18 hours ago, Scaly Freak said:

Whoa there. Did you really just say, "if only I tried harder, my mental health would be better"?

 

That is not how it works. It's also the opposite of very good advise you've been giving various Nerds around here for a long time, so if you are not applying that to yourself, you may need to start investigating why that is, and what needs to happen to remove the obstacles for letting you apply it to your own situation.
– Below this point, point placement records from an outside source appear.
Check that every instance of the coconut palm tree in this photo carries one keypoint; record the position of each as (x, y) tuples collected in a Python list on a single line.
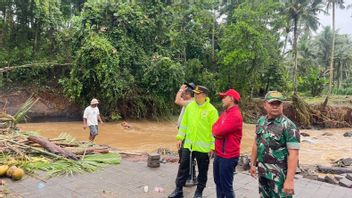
[(332, 4), (302, 15)]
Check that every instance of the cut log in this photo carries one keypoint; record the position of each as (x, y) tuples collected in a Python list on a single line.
[(333, 170), (89, 150), (53, 148)]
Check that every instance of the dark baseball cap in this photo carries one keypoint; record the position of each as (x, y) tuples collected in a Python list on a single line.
[(272, 96), (190, 85), (201, 89), (231, 92)]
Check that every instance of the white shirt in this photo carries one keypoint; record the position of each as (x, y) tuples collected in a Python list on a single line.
[(91, 114)]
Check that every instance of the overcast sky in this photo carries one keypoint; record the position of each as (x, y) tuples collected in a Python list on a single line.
[(343, 20)]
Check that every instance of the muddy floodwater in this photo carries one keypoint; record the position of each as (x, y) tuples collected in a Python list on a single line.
[(148, 136)]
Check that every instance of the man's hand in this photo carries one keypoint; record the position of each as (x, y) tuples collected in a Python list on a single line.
[(289, 187), (211, 154), (183, 87), (179, 144), (253, 171)]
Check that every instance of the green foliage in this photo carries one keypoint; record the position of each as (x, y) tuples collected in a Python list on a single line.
[(250, 48), (97, 73), (163, 77), (312, 81), (133, 55)]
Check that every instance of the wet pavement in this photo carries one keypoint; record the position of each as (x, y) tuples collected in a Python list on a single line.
[(130, 178)]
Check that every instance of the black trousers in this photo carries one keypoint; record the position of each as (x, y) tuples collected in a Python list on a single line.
[(223, 176), (183, 169)]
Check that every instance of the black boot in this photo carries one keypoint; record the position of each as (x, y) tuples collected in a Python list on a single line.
[(178, 193), (198, 193)]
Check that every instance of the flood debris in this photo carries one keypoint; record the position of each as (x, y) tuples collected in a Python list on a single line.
[(153, 160), (62, 155)]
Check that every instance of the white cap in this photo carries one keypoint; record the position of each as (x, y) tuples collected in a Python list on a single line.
[(94, 101)]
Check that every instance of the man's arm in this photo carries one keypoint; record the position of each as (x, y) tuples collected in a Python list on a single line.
[(84, 123), (291, 170), (99, 118), (178, 99), (253, 169), (231, 123)]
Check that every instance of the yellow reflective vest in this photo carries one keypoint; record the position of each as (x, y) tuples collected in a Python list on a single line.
[(196, 125)]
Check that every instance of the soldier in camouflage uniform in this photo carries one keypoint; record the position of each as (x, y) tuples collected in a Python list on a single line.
[(275, 150)]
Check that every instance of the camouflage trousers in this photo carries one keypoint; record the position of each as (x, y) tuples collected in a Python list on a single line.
[(272, 188)]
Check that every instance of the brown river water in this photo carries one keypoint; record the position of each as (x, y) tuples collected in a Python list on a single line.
[(148, 136)]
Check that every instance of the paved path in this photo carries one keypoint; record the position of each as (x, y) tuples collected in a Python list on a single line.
[(129, 178)]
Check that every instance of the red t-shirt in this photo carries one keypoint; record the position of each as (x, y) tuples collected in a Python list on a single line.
[(228, 133)]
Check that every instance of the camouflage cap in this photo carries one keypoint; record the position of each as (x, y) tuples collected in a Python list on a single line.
[(272, 96)]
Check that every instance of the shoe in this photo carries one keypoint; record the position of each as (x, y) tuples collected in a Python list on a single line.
[(178, 193), (198, 194), (190, 182)]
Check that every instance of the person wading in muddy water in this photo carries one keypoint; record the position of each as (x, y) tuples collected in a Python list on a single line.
[(91, 116), (275, 150), (228, 134), (183, 97), (195, 131)]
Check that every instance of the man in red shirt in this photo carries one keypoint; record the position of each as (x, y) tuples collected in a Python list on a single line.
[(228, 134)]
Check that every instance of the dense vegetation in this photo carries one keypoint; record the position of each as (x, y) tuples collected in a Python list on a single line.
[(133, 54)]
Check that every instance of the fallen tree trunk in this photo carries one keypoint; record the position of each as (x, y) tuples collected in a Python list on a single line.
[(9, 68), (45, 143), (89, 150), (333, 170)]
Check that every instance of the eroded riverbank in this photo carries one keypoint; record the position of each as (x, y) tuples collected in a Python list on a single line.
[(147, 136)]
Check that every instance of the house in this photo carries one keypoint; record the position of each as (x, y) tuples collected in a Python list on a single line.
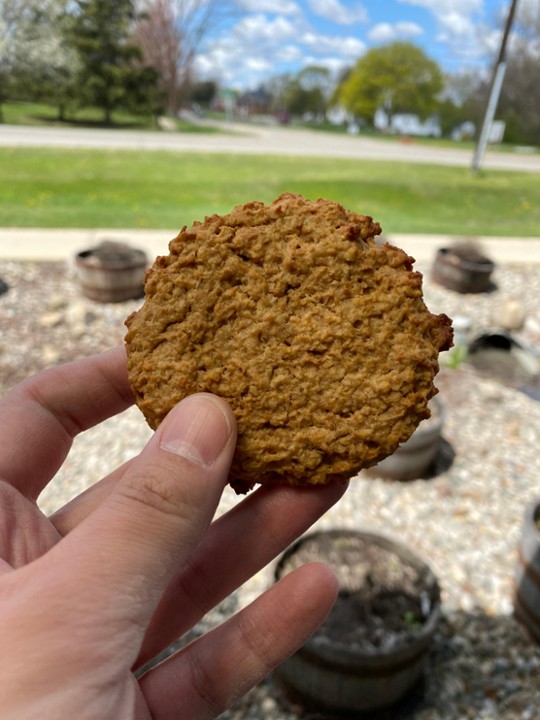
[(407, 124)]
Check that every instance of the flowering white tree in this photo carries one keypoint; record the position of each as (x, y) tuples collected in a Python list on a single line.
[(34, 51)]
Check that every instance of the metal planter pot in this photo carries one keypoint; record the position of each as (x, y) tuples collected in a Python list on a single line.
[(460, 274), (111, 272), (414, 457), (339, 677)]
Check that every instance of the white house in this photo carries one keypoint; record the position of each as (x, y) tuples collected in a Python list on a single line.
[(407, 124)]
LOL kind of. 😄Though I don’t think I explained it well… It’s more like… oh I know! I remember yonks ago @Elastigirl posted about four personality types (I can’t remember from where though!), which is iffy at best, I know, but whatever. Each type had its own list of “tricks” that can help habit formation, e.g. some people like charts, some rewards, some schedules/timers, some need external accountability etc. Now three of the types had loads of tools listed, but I belong to the fourth Rebel category which had almost zero tools… Basically it boiled down to that I have to feel like it in the moment… Which is unfortunately not wrong, but it just makes it hard when the mood or energy is not there. If I were a different type of less chaotic person haha maybe it wouldn’t be such a problem as I’d have more tools available (not to say that it’d make it easier!) but so far none of the classic tools have really worked. So I think I have to be more mindful about my environment so that it encourages me to move etc or at least so it doesn’t drain me of energy/mood like Scandi winters do. Does that make more sense?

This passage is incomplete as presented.